With the purposeful stride of someone who knew where she was going, Jokyōden walked through an open doorway at the back of the room. Reiko joined her in a second room, where an abandoned loom stood, festooned with spiderwebs, faded threads clinging to its broken beams.

“How do you know about this place?” Reiko asked.

Another door, this one closed, led to the rear of the shop. Jokyōden halted with her back against it and said, “If I am to tell you, I must first have your promise that what I say will be kept in strict confidence.”

Reiko hesitated, because although instinct told her that Jokyōden’s answer might be important to her investigation, she didn’t know whether she could honor such a bargain. Avenging Sano’s death took priority over Jokyōden’s wishes. If revealing later what Jokyōden told her would benefit her cause, then she must do it. Still, perhaps she could somehow manage to keep Jokyōden’s secrets without jeopardizing her own mission.

“1 promise,” she said.

For a long interval, Jokyōden regarded her in silence. The room was dim and Jokyōden’s face in shadow, so Reiko couldn’t see her expression. The incessant clatter of looms from the adjacent shops echoed through the walls. Then Jokyōden said in a tone devoid of emotion, “Left Minister Konoe and I were lovers at one time. We used to meet here, where no one who mattered would see us together.”

Surprise stunned Reiko. When she and Jokyōden had talked about the left minister two days ago, Jokyōden had betrayed no personal feelings toward him. Now Reiko felt a stab of apprehension as she wondered what else Jokyōden had concealed.

“When was this affair?” she asked.

“Before Left Minister Konoe’s death, obviously.” With her sarcastic reply and forbidding tone, Jokyōden proclaimed that she didn’t intend to elaborate on the subject. She turned to open the door, then let Reiko into the shop’s last room, which had once been the proprietor’s living quarters.

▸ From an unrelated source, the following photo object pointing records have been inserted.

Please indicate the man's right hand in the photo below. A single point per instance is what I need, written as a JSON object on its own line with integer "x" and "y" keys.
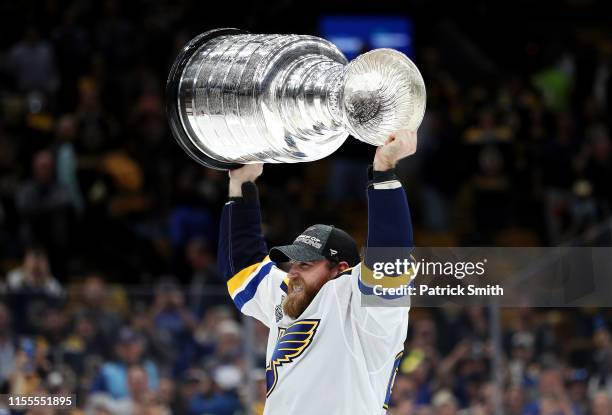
{"x": 246, "y": 173}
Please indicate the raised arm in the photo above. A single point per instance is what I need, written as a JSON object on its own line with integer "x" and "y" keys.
{"x": 241, "y": 241}
{"x": 389, "y": 223}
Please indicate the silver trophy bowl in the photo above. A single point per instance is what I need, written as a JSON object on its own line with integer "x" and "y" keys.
{"x": 236, "y": 98}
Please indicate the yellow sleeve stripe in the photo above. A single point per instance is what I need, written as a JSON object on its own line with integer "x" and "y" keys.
{"x": 234, "y": 283}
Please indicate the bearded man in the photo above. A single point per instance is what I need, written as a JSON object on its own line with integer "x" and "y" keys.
{"x": 327, "y": 354}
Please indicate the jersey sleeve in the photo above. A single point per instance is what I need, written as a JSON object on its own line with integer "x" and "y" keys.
{"x": 389, "y": 237}
{"x": 253, "y": 280}
{"x": 256, "y": 289}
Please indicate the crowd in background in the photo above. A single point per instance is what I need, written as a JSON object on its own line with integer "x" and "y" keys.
{"x": 108, "y": 286}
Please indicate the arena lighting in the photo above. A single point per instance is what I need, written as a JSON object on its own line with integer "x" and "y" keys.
{"x": 355, "y": 34}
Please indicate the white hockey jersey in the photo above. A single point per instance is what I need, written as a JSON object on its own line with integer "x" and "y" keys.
{"x": 337, "y": 358}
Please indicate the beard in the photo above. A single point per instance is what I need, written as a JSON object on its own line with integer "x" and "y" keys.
{"x": 299, "y": 297}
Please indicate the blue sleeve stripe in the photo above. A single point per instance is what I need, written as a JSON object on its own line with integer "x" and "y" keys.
{"x": 251, "y": 288}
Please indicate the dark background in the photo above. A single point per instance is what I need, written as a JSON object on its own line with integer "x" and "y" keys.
{"x": 108, "y": 230}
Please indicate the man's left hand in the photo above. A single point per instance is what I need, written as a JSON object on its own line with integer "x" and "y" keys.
{"x": 400, "y": 144}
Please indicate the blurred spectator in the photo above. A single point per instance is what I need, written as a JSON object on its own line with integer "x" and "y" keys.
{"x": 67, "y": 161}
{"x": 206, "y": 288}
{"x": 7, "y": 346}
{"x": 601, "y": 404}
{"x": 444, "y": 403}
{"x": 92, "y": 301}
{"x": 32, "y": 64}
{"x": 172, "y": 319}
{"x": 45, "y": 208}
{"x": 31, "y": 290}
{"x": 139, "y": 398}
{"x": 215, "y": 396}
{"x": 112, "y": 378}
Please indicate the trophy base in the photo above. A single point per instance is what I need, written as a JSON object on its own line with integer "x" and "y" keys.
{"x": 172, "y": 109}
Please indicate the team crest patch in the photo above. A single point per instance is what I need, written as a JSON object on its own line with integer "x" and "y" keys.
{"x": 292, "y": 342}
{"x": 278, "y": 310}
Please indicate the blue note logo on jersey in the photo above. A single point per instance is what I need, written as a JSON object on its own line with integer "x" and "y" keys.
{"x": 292, "y": 342}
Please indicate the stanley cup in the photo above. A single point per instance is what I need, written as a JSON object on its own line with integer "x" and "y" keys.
{"x": 236, "y": 98}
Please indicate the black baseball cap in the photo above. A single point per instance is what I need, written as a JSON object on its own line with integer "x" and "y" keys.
{"x": 316, "y": 243}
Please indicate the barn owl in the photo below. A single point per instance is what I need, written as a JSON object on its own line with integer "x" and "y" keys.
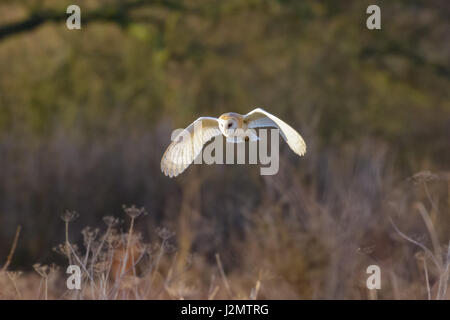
{"x": 235, "y": 127}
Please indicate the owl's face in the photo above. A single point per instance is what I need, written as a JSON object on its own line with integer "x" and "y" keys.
{"x": 227, "y": 125}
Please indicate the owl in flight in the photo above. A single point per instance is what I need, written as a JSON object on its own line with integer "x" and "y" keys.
{"x": 189, "y": 143}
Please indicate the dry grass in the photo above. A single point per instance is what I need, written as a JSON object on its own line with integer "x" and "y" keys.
{"x": 321, "y": 255}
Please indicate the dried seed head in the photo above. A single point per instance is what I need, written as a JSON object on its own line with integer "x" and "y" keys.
{"x": 110, "y": 221}
{"x": 42, "y": 270}
{"x": 164, "y": 233}
{"x": 134, "y": 212}
{"x": 423, "y": 176}
{"x": 89, "y": 235}
{"x": 69, "y": 216}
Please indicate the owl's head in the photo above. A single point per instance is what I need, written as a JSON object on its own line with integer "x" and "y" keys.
{"x": 228, "y": 124}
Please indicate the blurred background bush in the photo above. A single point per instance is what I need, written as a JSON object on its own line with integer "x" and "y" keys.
{"x": 85, "y": 116}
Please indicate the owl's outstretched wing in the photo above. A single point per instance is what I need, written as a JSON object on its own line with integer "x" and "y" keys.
{"x": 187, "y": 145}
{"x": 260, "y": 118}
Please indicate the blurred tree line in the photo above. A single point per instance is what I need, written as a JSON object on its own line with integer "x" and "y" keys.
{"x": 139, "y": 68}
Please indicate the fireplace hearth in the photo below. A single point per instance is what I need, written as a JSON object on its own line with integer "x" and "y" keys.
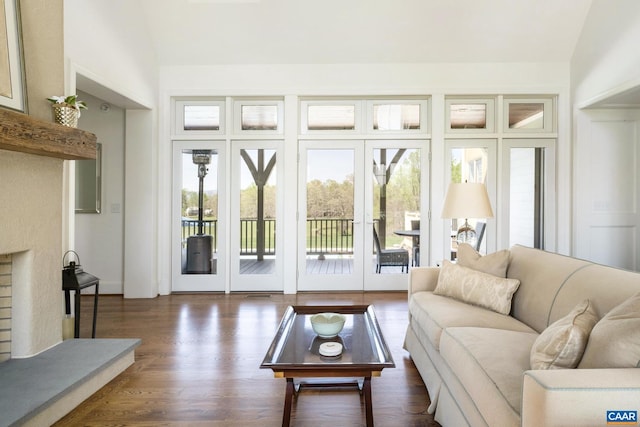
{"x": 34, "y": 207}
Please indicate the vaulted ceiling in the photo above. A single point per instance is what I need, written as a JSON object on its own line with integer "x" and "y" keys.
{"x": 211, "y": 32}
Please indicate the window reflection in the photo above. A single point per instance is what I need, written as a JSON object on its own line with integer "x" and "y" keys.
{"x": 396, "y": 116}
{"x": 468, "y": 116}
{"x": 201, "y": 117}
{"x": 331, "y": 117}
{"x": 526, "y": 115}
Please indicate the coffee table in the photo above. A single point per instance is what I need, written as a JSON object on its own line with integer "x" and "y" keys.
{"x": 294, "y": 352}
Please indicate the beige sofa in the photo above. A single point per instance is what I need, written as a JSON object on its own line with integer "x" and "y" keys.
{"x": 476, "y": 362}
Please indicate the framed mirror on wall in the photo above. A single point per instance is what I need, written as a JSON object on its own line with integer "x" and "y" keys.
{"x": 12, "y": 81}
{"x": 89, "y": 183}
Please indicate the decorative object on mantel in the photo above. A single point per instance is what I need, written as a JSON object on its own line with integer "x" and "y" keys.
{"x": 66, "y": 110}
{"x": 23, "y": 133}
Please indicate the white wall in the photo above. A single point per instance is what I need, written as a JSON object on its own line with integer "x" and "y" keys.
{"x": 106, "y": 40}
{"x": 367, "y": 79}
{"x": 606, "y": 57}
{"x": 108, "y": 47}
{"x": 99, "y": 237}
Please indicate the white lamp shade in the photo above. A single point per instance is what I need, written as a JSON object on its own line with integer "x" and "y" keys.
{"x": 467, "y": 200}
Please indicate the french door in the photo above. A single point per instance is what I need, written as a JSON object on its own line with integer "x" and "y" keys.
{"x": 349, "y": 193}
{"x": 256, "y": 262}
{"x": 198, "y": 219}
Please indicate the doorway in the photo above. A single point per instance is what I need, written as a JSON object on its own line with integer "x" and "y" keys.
{"x": 351, "y": 192}
{"x": 198, "y": 216}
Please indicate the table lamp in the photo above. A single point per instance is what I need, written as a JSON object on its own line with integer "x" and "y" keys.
{"x": 467, "y": 200}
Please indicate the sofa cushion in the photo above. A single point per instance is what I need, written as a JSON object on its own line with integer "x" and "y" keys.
{"x": 432, "y": 313}
{"x": 495, "y": 263}
{"x": 490, "y": 364}
{"x": 476, "y": 287}
{"x": 615, "y": 340}
{"x": 562, "y": 344}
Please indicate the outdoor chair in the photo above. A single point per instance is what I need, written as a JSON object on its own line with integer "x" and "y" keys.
{"x": 390, "y": 257}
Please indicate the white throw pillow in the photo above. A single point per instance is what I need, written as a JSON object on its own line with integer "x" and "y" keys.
{"x": 476, "y": 287}
{"x": 615, "y": 340}
{"x": 562, "y": 344}
{"x": 495, "y": 263}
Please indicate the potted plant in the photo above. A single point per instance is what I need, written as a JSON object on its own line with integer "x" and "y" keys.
{"x": 66, "y": 109}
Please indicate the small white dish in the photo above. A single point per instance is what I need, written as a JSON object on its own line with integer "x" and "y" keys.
{"x": 330, "y": 349}
{"x": 327, "y": 325}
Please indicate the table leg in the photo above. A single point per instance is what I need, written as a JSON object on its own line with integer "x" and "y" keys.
{"x": 95, "y": 312}
{"x": 76, "y": 304}
{"x": 366, "y": 389}
{"x": 286, "y": 415}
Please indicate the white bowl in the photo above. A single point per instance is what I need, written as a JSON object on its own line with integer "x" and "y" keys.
{"x": 327, "y": 325}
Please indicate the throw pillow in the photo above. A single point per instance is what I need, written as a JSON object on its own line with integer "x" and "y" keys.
{"x": 495, "y": 263}
{"x": 615, "y": 340}
{"x": 562, "y": 344}
{"x": 476, "y": 287}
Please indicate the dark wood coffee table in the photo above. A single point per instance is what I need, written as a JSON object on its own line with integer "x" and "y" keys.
{"x": 294, "y": 351}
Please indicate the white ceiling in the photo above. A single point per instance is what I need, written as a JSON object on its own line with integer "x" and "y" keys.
{"x": 204, "y": 32}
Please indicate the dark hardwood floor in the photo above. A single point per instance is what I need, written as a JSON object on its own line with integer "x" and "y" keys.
{"x": 198, "y": 365}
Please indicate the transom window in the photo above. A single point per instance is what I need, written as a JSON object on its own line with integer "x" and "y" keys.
{"x": 199, "y": 116}
{"x": 470, "y": 115}
{"x": 258, "y": 116}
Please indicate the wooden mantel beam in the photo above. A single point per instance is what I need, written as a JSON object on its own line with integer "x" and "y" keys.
{"x": 23, "y": 133}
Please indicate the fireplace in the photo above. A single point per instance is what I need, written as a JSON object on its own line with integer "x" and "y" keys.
{"x": 32, "y": 219}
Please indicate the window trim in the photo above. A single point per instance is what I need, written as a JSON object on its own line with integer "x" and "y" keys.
{"x": 490, "y": 103}
{"x": 549, "y": 119}
{"x": 237, "y": 116}
{"x": 304, "y": 119}
{"x": 423, "y": 117}
{"x": 178, "y": 109}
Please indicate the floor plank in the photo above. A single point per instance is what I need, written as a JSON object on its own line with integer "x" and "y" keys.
{"x": 198, "y": 365}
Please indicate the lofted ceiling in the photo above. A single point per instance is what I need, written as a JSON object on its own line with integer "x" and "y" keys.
{"x": 214, "y": 32}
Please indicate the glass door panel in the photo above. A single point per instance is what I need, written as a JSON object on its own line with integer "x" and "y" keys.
{"x": 528, "y": 184}
{"x": 330, "y": 226}
{"x": 470, "y": 162}
{"x": 256, "y": 208}
{"x": 395, "y": 224}
{"x": 197, "y": 223}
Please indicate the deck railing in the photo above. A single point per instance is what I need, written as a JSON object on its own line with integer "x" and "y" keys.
{"x": 329, "y": 236}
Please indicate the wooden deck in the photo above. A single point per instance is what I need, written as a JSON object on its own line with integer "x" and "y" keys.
{"x": 314, "y": 266}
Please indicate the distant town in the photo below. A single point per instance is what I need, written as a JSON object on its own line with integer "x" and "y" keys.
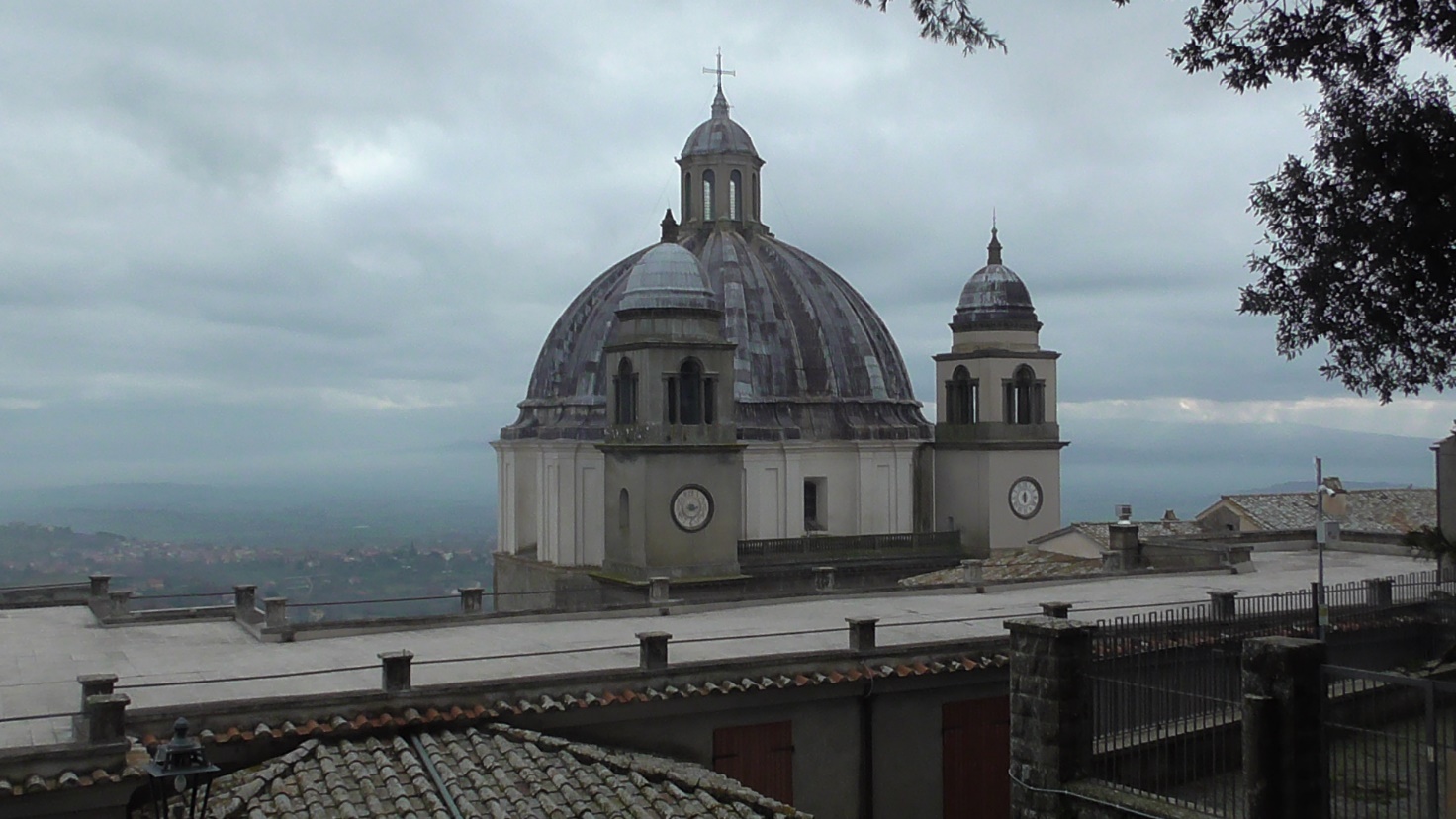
{"x": 170, "y": 575}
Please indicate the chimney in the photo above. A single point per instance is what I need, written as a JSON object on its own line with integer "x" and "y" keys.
{"x": 1337, "y": 500}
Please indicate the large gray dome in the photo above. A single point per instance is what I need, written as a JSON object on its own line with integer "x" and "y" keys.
{"x": 995, "y": 298}
{"x": 718, "y": 133}
{"x": 813, "y": 362}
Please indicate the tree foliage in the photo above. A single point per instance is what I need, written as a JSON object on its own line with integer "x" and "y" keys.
{"x": 1362, "y": 233}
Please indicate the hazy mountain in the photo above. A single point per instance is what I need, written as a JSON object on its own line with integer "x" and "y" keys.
{"x": 1156, "y": 467}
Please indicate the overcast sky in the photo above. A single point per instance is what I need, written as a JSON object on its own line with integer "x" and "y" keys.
{"x": 250, "y": 239}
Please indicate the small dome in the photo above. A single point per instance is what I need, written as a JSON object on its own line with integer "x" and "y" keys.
{"x": 995, "y": 298}
{"x": 718, "y": 133}
{"x": 669, "y": 276}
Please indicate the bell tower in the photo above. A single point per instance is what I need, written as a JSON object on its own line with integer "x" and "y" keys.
{"x": 673, "y": 462}
{"x": 998, "y": 449}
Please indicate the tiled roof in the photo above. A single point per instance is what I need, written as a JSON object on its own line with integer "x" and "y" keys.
{"x": 1392, "y": 511}
{"x": 497, "y": 772}
{"x": 465, "y": 714}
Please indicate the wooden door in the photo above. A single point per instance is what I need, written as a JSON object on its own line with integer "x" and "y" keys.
{"x": 761, "y": 757}
{"x": 975, "y": 758}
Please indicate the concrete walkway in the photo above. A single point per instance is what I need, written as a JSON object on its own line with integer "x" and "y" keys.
{"x": 43, "y": 650}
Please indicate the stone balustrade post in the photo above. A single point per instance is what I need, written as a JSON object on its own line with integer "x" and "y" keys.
{"x": 395, "y": 671}
{"x": 472, "y": 599}
{"x": 863, "y": 634}
{"x": 653, "y": 649}
{"x": 120, "y": 603}
{"x": 1050, "y": 713}
{"x": 96, "y": 685}
{"x": 1224, "y": 605}
{"x": 245, "y": 602}
{"x": 973, "y": 573}
{"x": 105, "y": 717}
{"x": 1283, "y": 750}
{"x": 275, "y": 612}
{"x": 1058, "y": 611}
{"x": 1378, "y": 592}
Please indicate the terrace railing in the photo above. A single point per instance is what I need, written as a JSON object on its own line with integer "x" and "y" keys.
{"x": 844, "y": 547}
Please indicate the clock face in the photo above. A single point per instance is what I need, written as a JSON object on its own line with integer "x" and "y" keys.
{"x": 691, "y": 507}
{"x": 1026, "y": 498}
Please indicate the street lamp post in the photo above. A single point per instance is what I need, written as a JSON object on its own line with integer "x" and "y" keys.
{"x": 1320, "y": 608}
{"x": 181, "y": 770}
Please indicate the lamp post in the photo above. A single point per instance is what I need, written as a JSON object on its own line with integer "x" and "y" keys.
{"x": 1320, "y": 608}
{"x": 181, "y": 770}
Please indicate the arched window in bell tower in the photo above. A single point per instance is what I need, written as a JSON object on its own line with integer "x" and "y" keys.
{"x": 1026, "y": 398}
{"x": 690, "y": 393}
{"x": 625, "y": 390}
{"x": 961, "y": 398}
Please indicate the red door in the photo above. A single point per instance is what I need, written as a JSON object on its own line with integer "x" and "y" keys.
{"x": 975, "y": 758}
{"x": 761, "y": 757}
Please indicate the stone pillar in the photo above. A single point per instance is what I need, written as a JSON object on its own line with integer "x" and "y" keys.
{"x": 275, "y": 612}
{"x": 1123, "y": 541}
{"x": 96, "y": 685}
{"x": 1050, "y": 713}
{"x": 245, "y": 602}
{"x": 395, "y": 671}
{"x": 1224, "y": 605}
{"x": 973, "y": 573}
{"x": 1378, "y": 592}
{"x": 653, "y": 649}
{"x": 1283, "y": 750}
{"x": 863, "y": 634}
{"x": 472, "y": 599}
{"x": 120, "y": 603}
{"x": 1058, "y": 611}
{"x": 1446, "y": 487}
{"x": 107, "y": 717}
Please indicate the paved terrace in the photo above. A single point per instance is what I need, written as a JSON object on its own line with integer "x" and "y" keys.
{"x": 43, "y": 650}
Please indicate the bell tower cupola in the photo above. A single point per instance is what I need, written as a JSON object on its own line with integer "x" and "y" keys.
{"x": 719, "y": 171}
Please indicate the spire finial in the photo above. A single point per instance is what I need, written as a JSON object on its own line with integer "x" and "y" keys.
{"x": 719, "y": 102}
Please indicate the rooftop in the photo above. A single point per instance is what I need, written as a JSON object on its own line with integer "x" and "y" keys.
{"x": 188, "y": 664}
{"x": 1392, "y": 511}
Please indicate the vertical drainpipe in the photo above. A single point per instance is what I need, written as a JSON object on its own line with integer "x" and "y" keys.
{"x": 866, "y": 751}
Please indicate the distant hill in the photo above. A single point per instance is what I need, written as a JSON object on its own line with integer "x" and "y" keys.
{"x": 293, "y": 516}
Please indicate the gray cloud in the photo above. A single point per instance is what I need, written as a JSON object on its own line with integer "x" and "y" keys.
{"x": 226, "y": 229}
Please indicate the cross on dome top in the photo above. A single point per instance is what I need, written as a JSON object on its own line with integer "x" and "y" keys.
{"x": 719, "y": 102}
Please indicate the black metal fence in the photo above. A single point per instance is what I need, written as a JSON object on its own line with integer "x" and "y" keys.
{"x": 1391, "y": 744}
{"x": 1166, "y": 688}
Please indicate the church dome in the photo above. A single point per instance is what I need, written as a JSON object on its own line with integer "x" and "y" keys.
{"x": 667, "y": 277}
{"x": 718, "y": 133}
{"x": 995, "y": 298}
{"x": 813, "y": 360}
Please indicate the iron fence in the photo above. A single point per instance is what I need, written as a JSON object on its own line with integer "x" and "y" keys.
{"x": 1166, "y": 699}
{"x": 1391, "y": 745}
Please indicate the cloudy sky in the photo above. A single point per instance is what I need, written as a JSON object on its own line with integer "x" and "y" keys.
{"x": 255, "y": 239}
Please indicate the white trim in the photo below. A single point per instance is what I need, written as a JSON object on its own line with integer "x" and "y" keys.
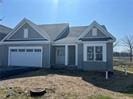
{"x": 66, "y": 54}
{"x": 26, "y": 32}
{"x": 19, "y": 25}
{"x": 76, "y": 55}
{"x": 95, "y": 44}
{"x": 94, "y": 23}
{"x": 25, "y": 42}
{"x": 94, "y": 32}
{"x": 66, "y": 51}
{"x": 24, "y": 47}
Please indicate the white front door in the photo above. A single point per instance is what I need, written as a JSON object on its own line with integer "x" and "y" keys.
{"x": 25, "y": 56}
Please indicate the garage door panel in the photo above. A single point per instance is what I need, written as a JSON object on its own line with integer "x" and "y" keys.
{"x": 25, "y": 57}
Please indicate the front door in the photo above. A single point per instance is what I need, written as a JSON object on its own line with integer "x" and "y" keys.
{"x": 71, "y": 55}
{"x": 60, "y": 55}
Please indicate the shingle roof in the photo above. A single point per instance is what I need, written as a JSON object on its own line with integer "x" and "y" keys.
{"x": 53, "y": 30}
{"x": 4, "y": 29}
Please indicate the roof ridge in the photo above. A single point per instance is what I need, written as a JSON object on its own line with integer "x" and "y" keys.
{"x": 5, "y": 26}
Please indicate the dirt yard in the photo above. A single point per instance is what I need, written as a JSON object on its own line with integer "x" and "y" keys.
{"x": 62, "y": 84}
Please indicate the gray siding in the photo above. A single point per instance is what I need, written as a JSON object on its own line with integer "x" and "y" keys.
{"x": 19, "y": 35}
{"x": 96, "y": 66}
{"x": 45, "y": 59}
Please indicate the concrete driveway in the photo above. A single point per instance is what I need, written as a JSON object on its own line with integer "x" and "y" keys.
{"x": 6, "y": 71}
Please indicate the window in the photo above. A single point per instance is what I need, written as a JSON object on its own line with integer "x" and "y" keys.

When Jokyōden opened the skylight and windows, Reiko saw a kitchen on one side, where a kettle sat on the hearth; shelves held a few pieces of crockery, parcels of tea, and dried fruit. On the other side, a charcoal brazier stood beside a dingy futon on the frayed tatami; a pine table held a lamp; an umbrella leaned against the whitewashed plank wall. The only item that reflected Konoe’s noble rank was a desk made of dark teak with gold geometric inlays. The windows overlooked an alley whose privy sheds and garbage bins sent foul odors into the room. Reiko couldn’t imagine the elegant Jokyōden lying on that bed, in this dismal place.

“This is the one place I can show you that might contain clues about what the left minister did during the days just before he died, who he saw, or why someone wanted to kill him,” Jokyōden said. Her dignified poise hid any shame she felt at bringing Reiko to the scene of her illicit romance. “He sometimes kept personal papers here.”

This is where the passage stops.